The hypothalamic-pituitary-testicular axis mainly regulates testicular spermatogenesis and changes in reproductive hormones will affect male reproductive function [40]. This study further analyzed the sex hormone levels of infertile men with AZF microdeletion in Hainan. It aimed to explore the relationship between sex hormone levels and different sterility phenotypes caused by AZF microdeletion. We found a significant increase in serum FSH (21.63 ± 2.01 U/L vs. 10.15 ± 0.96 U/L) and LH (8.96 ± 0.90 U/L vs. 4.58 ± 0.42 U/L) levels in AZF microdeletion azoospermia patients compared to AZF microdeletion oligospermia patients. This finding is consistent with hormonal analysis results from the previous report [28]. Normal spermatogenesis depends on the synergistic regulation of multiple sex hormones. Elevated FSH levels suggest a decline in testicular function [41]. Previous studies have also shown that infertile patients with microdeletions have significantly higher FSH and LH levels than those without [19]. In addition, we found that compared with oligozoospermia patients, the serum PRL levels of AZF microdeletion in azoospermia men were also significantly higher.
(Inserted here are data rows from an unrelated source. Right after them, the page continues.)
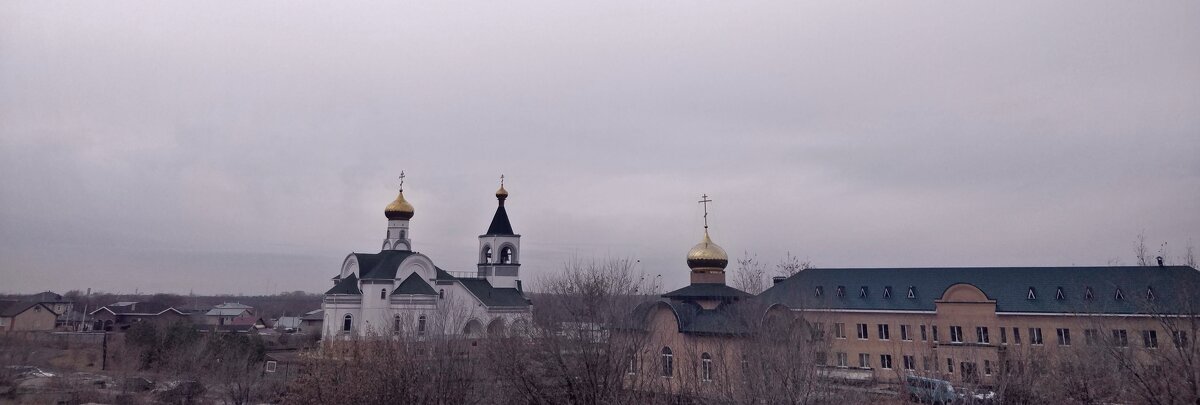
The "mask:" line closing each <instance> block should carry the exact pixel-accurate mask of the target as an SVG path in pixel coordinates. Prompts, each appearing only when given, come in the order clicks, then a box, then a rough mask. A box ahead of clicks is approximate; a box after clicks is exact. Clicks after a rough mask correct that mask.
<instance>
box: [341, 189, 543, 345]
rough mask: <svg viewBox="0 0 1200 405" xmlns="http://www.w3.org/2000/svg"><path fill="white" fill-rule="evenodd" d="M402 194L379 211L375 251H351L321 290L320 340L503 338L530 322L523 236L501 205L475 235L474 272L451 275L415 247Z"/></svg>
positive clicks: (407, 212)
mask: <svg viewBox="0 0 1200 405" xmlns="http://www.w3.org/2000/svg"><path fill="white" fill-rule="evenodd" d="M401 180H402V181H401V189H400V195H397V197H396V200H395V201H392V202H391V204H389V205H388V207H386V208H384V214H385V216H386V217H388V236H386V238H384V241H383V247H382V249H380V250H379V253H350V254H349V255H348V256H346V260H344V261H343V262H342V268H341V271H340V272H338V274H337V277H334V288H331V289H329V291H326V292H325V298H324V301H323V303H322V309H324V314H325V320H324V331H323V333H322V336H323V338H325V339H348V338H352V337H382V336H406V337H418V338H420V337H426V336H434V334H436V336H468V337H480V336H485V334H503V333H506V332H508V331H510V330H524V327H527V326H528V325H529V321H530V320H529V316H530V309H532V303H530V301H529V300H528V298H527V297H526V295H524V291H523V288H522V285H521V277H520V276H521V273H520V270H521V235H517V234H514V232H512V225H511V224H510V223H509V214H508V212H506V211H505V210H504V200H505V199H506V198H508V197H509V192H508V191H505V189H504V183H503V176H502V182H500V188H499V189H498V191H496V199H497V200H498V205H497V207H496V214H494V216H493V217H492V223H491V225H490V226H488V228H487V231H486V232H485V234H484V235H480V236H479V261H478V262H479V265H478V266H476V267H478V268H476V270H475V271H473V272H448V271H444V270H442V268H439V267H438V266H437V265H434V264H433V260H432V259H430V258H428V256H426V255H424V254H421V253H419V252H415V250H413V240H412V236H413V235H412V232H410V230H409V226H408V225H409V222H410V220H412V219H413V212H414V210H413V205H412V204H409V202H408V201H407V200H404V189H403V176H401Z"/></svg>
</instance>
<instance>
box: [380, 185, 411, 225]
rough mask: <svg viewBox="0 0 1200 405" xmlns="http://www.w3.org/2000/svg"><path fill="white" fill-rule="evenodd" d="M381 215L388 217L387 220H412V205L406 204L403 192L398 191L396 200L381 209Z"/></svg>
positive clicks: (406, 202)
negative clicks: (406, 219) (402, 219)
mask: <svg viewBox="0 0 1200 405" xmlns="http://www.w3.org/2000/svg"><path fill="white" fill-rule="evenodd" d="M383 214H384V216H388V219H409V218H413V205H412V204H408V200H404V191H400V195H396V200H395V201H391V204H388V207H386V208H383Z"/></svg>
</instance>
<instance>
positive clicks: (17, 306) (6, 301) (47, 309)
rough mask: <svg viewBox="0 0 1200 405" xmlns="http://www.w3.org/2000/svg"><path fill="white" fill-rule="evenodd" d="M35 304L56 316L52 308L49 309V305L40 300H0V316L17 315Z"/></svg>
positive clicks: (16, 315)
mask: <svg viewBox="0 0 1200 405" xmlns="http://www.w3.org/2000/svg"><path fill="white" fill-rule="evenodd" d="M37 306H42V308H46V310H48V312H49V313H50V314H54V315H55V316H58V314H56V313H55V312H54V310H53V309H50V307H47V306H44V304H42V303H41V302H32V301H0V316H2V318H12V316H17V315H20V314H22V313H24V312H26V310H29V309H30V308H34V307H37Z"/></svg>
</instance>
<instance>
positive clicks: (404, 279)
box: [391, 273, 438, 295]
mask: <svg viewBox="0 0 1200 405" xmlns="http://www.w3.org/2000/svg"><path fill="white" fill-rule="evenodd" d="M391 294H392V295H396V294H412V295H438V292H437V291H433V288H432V286H430V283H426V282H425V280H424V279H421V276H420V274H418V273H412V274H408V278H406V279H404V280H403V282H401V283H400V285H398V286H396V290H395V291H391Z"/></svg>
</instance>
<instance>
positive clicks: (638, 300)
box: [486, 259, 659, 404]
mask: <svg viewBox="0 0 1200 405" xmlns="http://www.w3.org/2000/svg"><path fill="white" fill-rule="evenodd" d="M634 267H635V262H634V261H631V260H628V259H607V260H592V261H581V260H574V261H570V262H568V264H566V265H565V266H564V268H563V271H562V272H559V273H557V274H550V276H545V277H544V278H541V279H540V283H539V289H540V294H539V295H538V300H539V302H538V307H535V308H536V312H538V313H536V314H535V320H536V325H535V326H534V327H532V328H529V331H528V333H512V334H510V336H509V337H503V338H498V339H491V340H490V345H491V347H492V349H493V350H488V351H487V352H486V356H488V358H487V364H488V368H490V369H491V371H492V375H493V377H494V383H496V387H497V388H498V392H499V395H498V397H497V398H494V399H493V400H496V401H508V403H512V404H631V403H638V401H637V400H636V399H635V395H636V394H635V389H630V388H631V387H628V386H626V383H628V379H626V373H628V371H629V370H630V367H636V364H631V362H630V359H631V358H634V357H635V355H636V353H637V352H641V351H642V350H643V345H644V340H646V337H644V336H642V334H638V333H614V331H619V330H622V328H624V327H628V326H629V322H630V314H632V313H634V309H635V308H636V307H637V306H638V304H640V303H642V302H646V301H649V300H652V298H653V297H654V296H656V295H658V294H659V285H658V280H656V278H647V277H646V274H642V273H640V272H637V271H635V270H634ZM497 349H498V350H497Z"/></svg>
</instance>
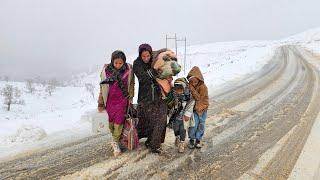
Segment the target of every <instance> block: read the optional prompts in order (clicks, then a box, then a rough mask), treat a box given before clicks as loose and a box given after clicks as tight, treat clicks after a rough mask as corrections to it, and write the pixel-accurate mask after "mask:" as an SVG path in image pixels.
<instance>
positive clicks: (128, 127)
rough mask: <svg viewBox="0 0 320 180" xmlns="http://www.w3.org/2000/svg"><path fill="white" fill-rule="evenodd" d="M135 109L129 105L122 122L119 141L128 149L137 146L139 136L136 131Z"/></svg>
mask: <svg viewBox="0 0 320 180" xmlns="http://www.w3.org/2000/svg"><path fill="white" fill-rule="evenodd" d="M136 112H137V111H136V110H135V109H134V108H133V106H132V105H129V107H128V112H127V115H126V120H125V122H124V126H123V131H122V134H121V138H120V143H121V144H122V145H123V146H124V147H126V148H127V149H128V150H133V149H136V148H139V137H138V132H137V128H136V127H137V125H138V121H139V120H138V118H137V113H136Z"/></svg>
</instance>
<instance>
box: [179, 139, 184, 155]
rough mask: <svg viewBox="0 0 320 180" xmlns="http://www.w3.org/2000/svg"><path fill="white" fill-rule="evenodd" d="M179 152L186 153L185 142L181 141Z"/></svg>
mask: <svg viewBox="0 0 320 180" xmlns="http://www.w3.org/2000/svg"><path fill="white" fill-rule="evenodd" d="M178 152H179V153H184V141H181V142H180V143H179V146H178Z"/></svg>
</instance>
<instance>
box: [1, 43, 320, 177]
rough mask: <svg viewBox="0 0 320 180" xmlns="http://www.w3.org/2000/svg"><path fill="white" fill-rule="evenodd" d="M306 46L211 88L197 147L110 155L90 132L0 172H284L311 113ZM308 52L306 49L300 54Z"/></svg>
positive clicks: (141, 175) (167, 143) (67, 173)
mask: <svg viewBox="0 0 320 180" xmlns="http://www.w3.org/2000/svg"><path fill="white" fill-rule="evenodd" d="M308 53H309V52H307V51H305V50H303V49H301V48H300V47H295V46H283V47H281V48H279V49H278V50H277V52H276V53H275V55H274V57H273V59H272V60H271V61H270V63H269V64H267V65H266V66H265V67H264V68H263V69H262V70H261V71H260V72H258V73H256V74H254V75H251V76H248V77H247V78H246V79H245V80H243V81H241V82H234V83H233V85H232V86H230V87H226V88H225V89H224V90H223V92H218V93H217V94H213V95H211V97H212V100H211V107H210V109H209V111H208V114H209V117H208V119H207V123H206V134H205V138H204V141H203V143H204V147H203V148H202V149H201V150H189V149H187V150H186V152H185V153H184V154H179V153H177V148H176V147H174V145H173V144H174V137H173V132H172V131H170V130H169V131H168V132H167V139H166V142H165V144H164V145H163V148H164V149H165V150H166V153H165V154H164V155H161V156H158V155H154V154H150V153H149V152H148V150H146V149H144V148H142V149H141V150H140V151H134V152H130V153H124V154H123V155H122V156H121V157H119V158H114V157H112V151H111V148H110V146H109V145H108V142H109V141H110V139H109V136H102V135H97V136H93V137H89V138H85V139H82V140H79V141H77V142H73V143H70V144H66V145H63V146H59V147H55V148H52V149H48V150H45V151H42V152H35V153H33V154H30V155H27V156H24V157H19V158H16V159H10V160H8V161H6V162H0V179H60V178H61V177H62V179H77V178H83V179H238V178H240V179H287V178H288V176H289V175H290V172H291V171H292V169H293V167H294V165H295V163H296V160H297V158H298V157H299V155H300V153H301V150H302V148H303V146H304V144H305V141H306V139H307V137H308V135H309V133H310V130H311V127H312V125H313V123H314V120H315V118H316V117H317V115H318V112H319V108H318V107H319V106H320V89H319V84H320V83H319V82H320V81H319V72H318V71H317V70H315V69H314V67H313V66H311V65H310V64H309V63H308V62H307V59H306V57H307V56H305V55H306V54H308ZM308 55H309V56H308V57H310V54H308Z"/></svg>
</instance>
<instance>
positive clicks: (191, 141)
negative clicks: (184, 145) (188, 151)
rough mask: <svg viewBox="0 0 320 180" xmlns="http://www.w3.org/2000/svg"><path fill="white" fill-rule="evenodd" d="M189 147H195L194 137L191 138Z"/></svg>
mask: <svg viewBox="0 0 320 180" xmlns="http://www.w3.org/2000/svg"><path fill="white" fill-rule="evenodd" d="M188 148H190V149H194V140H193V139H190V142H189V144H188Z"/></svg>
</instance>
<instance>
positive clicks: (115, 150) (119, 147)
mask: <svg viewBox="0 0 320 180" xmlns="http://www.w3.org/2000/svg"><path fill="white" fill-rule="evenodd" d="M111 146H112V149H113V155H114V157H117V156H119V155H120V154H121V150H120V147H119V144H118V143H117V142H112V143H111Z"/></svg>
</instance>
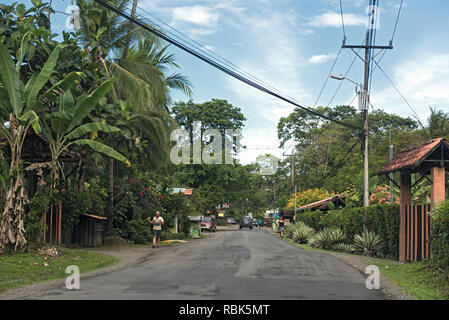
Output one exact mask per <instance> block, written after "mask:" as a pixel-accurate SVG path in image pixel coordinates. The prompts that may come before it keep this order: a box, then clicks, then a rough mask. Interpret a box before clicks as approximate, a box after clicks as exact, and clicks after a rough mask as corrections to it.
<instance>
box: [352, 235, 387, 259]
mask: <svg viewBox="0 0 449 320" xmlns="http://www.w3.org/2000/svg"><path fill="white" fill-rule="evenodd" d="M354 245H355V247H356V248H357V250H358V251H359V252H362V253H363V254H366V255H368V256H370V257H372V256H376V255H379V253H380V252H381V250H382V249H383V242H382V239H381V238H380V237H379V236H378V235H377V234H375V233H374V232H365V233H363V234H361V235H360V234H357V235H356V236H355V237H354Z"/></svg>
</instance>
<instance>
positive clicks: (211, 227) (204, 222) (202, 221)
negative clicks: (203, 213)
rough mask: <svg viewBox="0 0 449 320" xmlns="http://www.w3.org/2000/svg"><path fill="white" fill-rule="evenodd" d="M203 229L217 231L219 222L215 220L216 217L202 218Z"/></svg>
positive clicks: (207, 230)
mask: <svg viewBox="0 0 449 320" xmlns="http://www.w3.org/2000/svg"><path fill="white" fill-rule="evenodd" d="M201 231H209V232H215V231H217V224H216V222H215V219H214V218H212V217H203V218H202V219H201Z"/></svg>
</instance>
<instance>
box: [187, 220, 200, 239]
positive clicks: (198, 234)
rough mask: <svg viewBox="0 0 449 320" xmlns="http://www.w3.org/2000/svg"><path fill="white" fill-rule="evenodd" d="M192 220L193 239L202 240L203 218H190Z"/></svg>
mask: <svg viewBox="0 0 449 320" xmlns="http://www.w3.org/2000/svg"><path fill="white" fill-rule="evenodd" d="M189 220H190V228H189V229H190V232H189V234H190V236H191V237H192V239H200V238H201V216H195V217H189Z"/></svg>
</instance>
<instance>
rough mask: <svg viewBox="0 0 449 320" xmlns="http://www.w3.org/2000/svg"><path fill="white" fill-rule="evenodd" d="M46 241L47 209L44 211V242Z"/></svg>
mask: <svg viewBox="0 0 449 320" xmlns="http://www.w3.org/2000/svg"><path fill="white" fill-rule="evenodd" d="M46 241H47V211H45V212H44V243H45V242H46Z"/></svg>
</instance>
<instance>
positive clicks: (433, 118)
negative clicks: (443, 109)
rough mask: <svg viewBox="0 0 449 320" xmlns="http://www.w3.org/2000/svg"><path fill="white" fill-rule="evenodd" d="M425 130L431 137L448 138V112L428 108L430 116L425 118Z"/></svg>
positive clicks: (438, 137) (448, 115)
mask: <svg viewBox="0 0 449 320" xmlns="http://www.w3.org/2000/svg"><path fill="white" fill-rule="evenodd" d="M425 130H426V131H427V133H428V135H429V136H430V137H431V138H432V139H435V138H441V137H445V138H449V113H446V112H444V111H443V110H437V109H436V108H430V116H429V118H428V119H427V126H426V128H425Z"/></svg>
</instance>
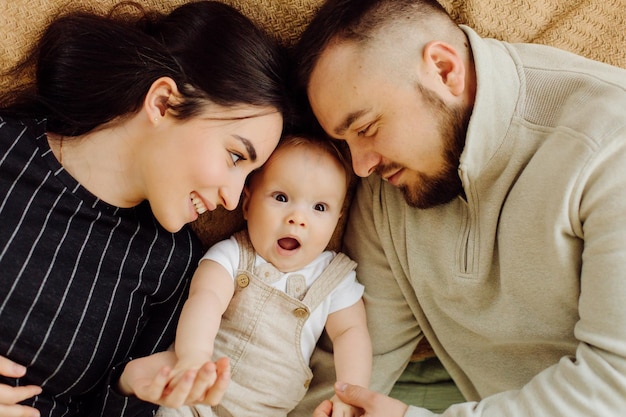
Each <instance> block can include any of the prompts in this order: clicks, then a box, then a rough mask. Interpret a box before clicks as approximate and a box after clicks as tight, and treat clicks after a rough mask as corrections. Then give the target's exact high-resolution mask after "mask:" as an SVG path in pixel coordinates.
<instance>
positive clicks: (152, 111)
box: [143, 77, 178, 124]
mask: <svg viewBox="0 0 626 417" xmlns="http://www.w3.org/2000/svg"><path fill="white" fill-rule="evenodd" d="M177 96H178V87H177V86H176V82H174V80H173V79H171V78H170V77H161V78H159V79H157V80H156V81H154V82H153V83H152V85H151V86H150V89H149V90H148V93H147V94H146V98H145V100H144V105H143V110H144V112H145V113H146V115H147V116H148V118H149V120H150V122H151V123H153V124H158V123H159V121H160V120H161V119H162V118H163V117H164V116H165V113H166V112H167V109H168V108H169V107H170V103H172V102H175V101H176V100H178V98H177Z"/></svg>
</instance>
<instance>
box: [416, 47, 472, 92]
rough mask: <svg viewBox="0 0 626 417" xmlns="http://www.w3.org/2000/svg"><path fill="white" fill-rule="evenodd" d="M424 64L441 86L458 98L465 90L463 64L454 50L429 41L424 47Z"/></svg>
mask: <svg viewBox="0 0 626 417" xmlns="http://www.w3.org/2000/svg"><path fill="white" fill-rule="evenodd" d="M423 58H424V62H426V64H427V65H428V66H430V67H431V70H433V71H434V73H435V74H436V76H437V77H438V78H439V80H440V83H441V85H443V86H444V87H446V88H447V89H448V91H449V92H450V93H451V94H452V95H454V96H459V95H461V94H462V93H463V91H464V90H465V70H466V69H465V64H464V62H463V59H462V57H461V56H460V55H459V52H458V51H457V49H456V48H454V47H453V46H451V45H450V44H447V43H445V42H441V41H431V42H428V43H427V44H426V46H425V47H424V57H423Z"/></svg>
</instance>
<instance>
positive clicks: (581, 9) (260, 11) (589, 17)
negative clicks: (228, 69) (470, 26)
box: [0, 0, 626, 85]
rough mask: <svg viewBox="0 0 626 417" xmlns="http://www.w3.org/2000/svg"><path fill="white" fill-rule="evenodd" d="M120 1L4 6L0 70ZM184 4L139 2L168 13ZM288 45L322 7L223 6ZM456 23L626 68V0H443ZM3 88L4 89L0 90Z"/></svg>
mask: <svg viewBox="0 0 626 417" xmlns="http://www.w3.org/2000/svg"><path fill="white" fill-rule="evenodd" d="M117 1H118V0H72V1H68V0H0V70H2V69H6V68H7V67H8V66H9V65H10V64H11V63H13V62H15V61H16V60H17V59H18V58H19V57H21V56H22V55H23V54H24V52H25V50H26V49H27V48H28V46H29V45H30V44H31V42H32V41H33V39H34V38H35V37H36V36H37V35H38V34H39V33H40V32H41V30H42V29H43V27H44V26H45V24H46V23H47V22H49V21H50V20H51V19H52V17H53V16H54V15H55V14H56V13H58V12H60V11H65V10H70V9H73V8H78V7H84V8H87V9H89V10H96V11H100V12H105V11H107V10H108V9H109V8H110V7H111V6H112V5H113V4H116V3H117ZM186 1H187V0H137V3H139V4H141V5H143V6H144V7H146V8H149V9H156V10H160V11H168V10H171V9H172V8H173V7H175V6H178V5H180V4H182V3H185V2H186ZM222 1H224V2H226V3H228V4H231V5H233V6H235V7H237V8H238V9H239V10H241V11H242V12H243V13H245V14H246V15H247V16H249V17H250V18H251V19H252V20H254V21H255V22H257V23H258V24H259V25H260V26H261V27H263V28H264V29H266V30H268V31H269V32H271V33H272V34H274V35H275V36H277V37H278V38H279V39H280V40H281V41H283V42H284V43H286V44H292V43H293V42H295V40H296V39H297V37H298V36H299V34H300V33H301V31H302V30H303V28H304V26H305V25H306V23H307V22H308V21H309V20H310V18H311V16H312V15H313V13H314V11H315V10H316V8H317V7H319V5H320V4H321V0H222ZM440 2H441V4H442V5H443V6H444V7H445V8H446V9H447V10H448V11H449V12H450V13H451V14H452V16H453V17H454V18H455V20H457V22H459V23H464V24H468V25H469V26H471V27H473V28H474V29H476V30H477V31H478V33H480V34H481V35H483V36H489V37H495V38H498V39H503V40H507V41H511V42H536V43H543V44H548V45H553V46H557V47H559V48H562V49H566V50H569V51H572V52H576V53H578V54H581V55H584V56H587V57H589V58H592V59H596V60H599V61H605V62H607V63H609V64H612V65H616V66H621V67H623V68H626V0H440ZM0 85H2V84H0Z"/></svg>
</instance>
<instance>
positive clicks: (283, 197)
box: [274, 193, 287, 203]
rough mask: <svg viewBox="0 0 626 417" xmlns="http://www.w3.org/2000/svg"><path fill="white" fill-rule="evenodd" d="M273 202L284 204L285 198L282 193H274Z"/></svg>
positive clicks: (286, 200)
mask: <svg viewBox="0 0 626 417" xmlns="http://www.w3.org/2000/svg"><path fill="white" fill-rule="evenodd" d="M274 200H276V201H280V202H281V203H286V202H287V196H286V195H285V194H283V193H275V194H274Z"/></svg>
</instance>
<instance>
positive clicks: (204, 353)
mask: <svg viewBox="0 0 626 417" xmlns="http://www.w3.org/2000/svg"><path fill="white" fill-rule="evenodd" d="M350 172H351V171H350V167H349V165H347V164H346V162H345V159H344V158H343V155H342V154H341V152H340V151H339V150H338V149H337V148H336V147H335V146H334V144H333V143H332V142H331V141H329V140H316V139H313V138H309V137H304V136H288V137H286V138H284V139H283V140H282V141H281V142H280V144H279V145H278V147H277V148H276V150H275V151H274V153H273V154H272V155H271V156H270V158H269V160H268V161H267V162H266V163H265V165H264V166H263V167H262V168H261V169H259V170H258V171H256V172H254V173H252V174H251V176H250V178H249V182H248V184H247V185H246V187H245V188H244V195H243V206H242V207H243V213H244V217H245V219H246V220H247V228H246V230H244V231H242V232H239V233H237V234H235V235H233V236H232V237H231V238H230V239H227V240H224V241H222V242H219V243H217V244H216V245H214V246H213V247H212V248H211V249H210V250H209V251H208V252H207V253H206V254H205V256H204V257H203V259H202V261H201V262H200V264H199V266H198V268H197V270H196V272H195V275H194V277H193V279H192V282H191V288H190V293H189V298H188V300H187V302H186V303H185V306H184V308H183V311H182V314H181V317H180V322H179V324H178V330H177V334H176V342H175V352H176V355H177V357H178V361H179V362H178V364H177V365H176V368H175V369H174V371H173V373H172V378H176V376H177V375H180V374H181V373H182V372H184V371H185V370H188V369H197V368H199V367H200V366H201V365H202V364H204V363H205V362H207V361H208V360H211V359H213V360H215V359H217V358H220V357H223V356H226V357H228V358H229V359H230V363H231V370H232V381H231V384H230V386H229V388H228V391H227V393H226V395H225V397H224V399H223V400H222V402H221V404H220V405H219V406H217V407H213V408H212V409H211V407H207V406H201V405H200V406H193V407H181V408H179V409H167V408H161V409H160V410H159V413H158V414H157V416H161V417H171V416H197V415H200V416H210V415H213V413H215V415H219V416H237V417H239V416H264V417H272V416H286V415H287V413H288V412H289V411H290V410H292V409H293V408H294V407H295V406H296V405H297V404H298V402H299V401H300V400H301V399H302V397H303V396H304V394H305V393H306V391H307V389H308V386H309V383H310V382H311V379H312V377H313V374H312V372H311V369H310V368H309V360H310V357H311V354H312V353H313V350H314V348H315V345H316V342H317V340H318V338H319V337H320V335H321V333H322V331H323V330H324V329H326V332H327V333H328V335H329V337H330V339H331V340H332V342H333V351H334V358H335V368H336V375H337V379H338V380H341V381H345V382H348V383H351V384H357V385H362V386H365V387H367V386H368V385H369V379H370V372H371V356H372V352H371V342H370V338H369V333H368V331H367V324H366V319H365V309H364V306H363V301H362V299H361V296H362V294H363V287H362V285H360V284H359V283H358V282H357V281H356V274H355V272H354V269H355V267H356V264H355V263H354V262H353V261H352V260H350V259H349V258H348V257H347V256H345V255H344V254H341V253H338V254H337V253H335V252H332V251H328V250H326V247H327V245H328V243H329V241H330V239H331V237H332V235H333V232H334V230H335V228H336V226H337V222H338V220H339V218H340V217H341V215H342V209H343V204H344V200H345V197H346V192H347V189H348V184H349V179H350ZM332 401H333V403H334V406H333V416H356V415H357V410H356V409H354V408H353V407H351V406H349V405H347V404H344V403H342V402H341V401H340V400H339V399H338V398H337V397H336V396H335V397H333V398H332Z"/></svg>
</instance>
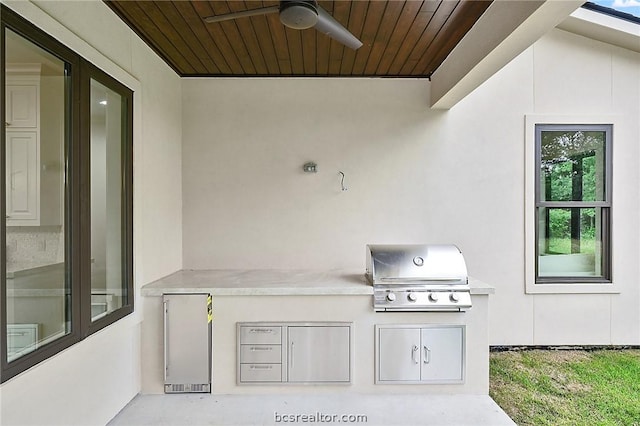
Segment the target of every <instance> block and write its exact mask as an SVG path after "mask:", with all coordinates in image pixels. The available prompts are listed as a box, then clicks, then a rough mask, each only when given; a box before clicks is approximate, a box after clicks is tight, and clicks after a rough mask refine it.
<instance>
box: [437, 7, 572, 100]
mask: <svg viewBox="0 0 640 426" xmlns="http://www.w3.org/2000/svg"><path fill="white" fill-rule="evenodd" d="M583 3H584V0H546V1H545V0H510V1H506V0H495V1H494V2H493V3H491V5H490V6H489V8H488V9H487V10H486V11H485V13H484V14H483V15H482V16H481V17H480V19H479V20H478V22H476V24H475V25H474V26H473V27H472V28H471V30H470V31H469V32H468V33H467V34H466V35H465V37H464V38H463V39H462V40H461V41H460V43H458V45H457V46H456V48H455V49H454V50H453V52H451V54H449V56H447V58H446V59H445V60H444V62H443V63H442V65H440V67H438V69H437V70H436V71H435V72H434V73H433V75H432V76H431V107H432V108H435V109H449V108H451V107H453V106H454V105H455V104H456V103H458V102H459V101H460V100H461V99H463V98H464V97H465V96H467V95H468V94H469V93H471V92H473V91H474V90H475V89H476V88H477V87H478V86H480V85H481V84H482V83H484V82H485V81H486V80H487V79H488V78H489V77H491V76H492V75H493V74H495V73H496V72H497V71H498V70H500V69H501V68H502V67H504V66H505V65H506V64H508V63H509V62H510V61H511V60H512V59H513V58H515V57H516V56H518V55H519V54H520V53H522V52H523V51H525V50H526V49H527V48H529V46H531V45H532V44H533V43H535V42H536V41H537V40H538V39H539V38H540V37H542V36H543V35H544V34H546V33H547V32H548V31H550V30H551V29H553V28H555V27H556V26H557V25H558V24H559V23H560V22H562V21H564V20H565V19H566V18H567V16H569V15H570V14H571V13H572V12H573V11H575V10H576V9H577V8H579V7H580V6H581V5H582V4H583Z"/></svg>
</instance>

A previous study revealed that serum PRL levels were significantly elevated in patients with azoospermia compared to healthy men, while patients with oligozoospermia were in between [42]. In the male reproductive system, the prominent role of PRL is to regulate the FSH receptor on the supporting cells and the LH receptor on the testicular interstitial cells to affect the reproductive function of the testis [43]. At the same time, serum PRL can inhibit the release of GnRH and decrease the secretion of both FSH and LH [44]. FSH, LH, and PRL levels may have specific diagnostic and predictive values for infertile men with AZF microdeletion.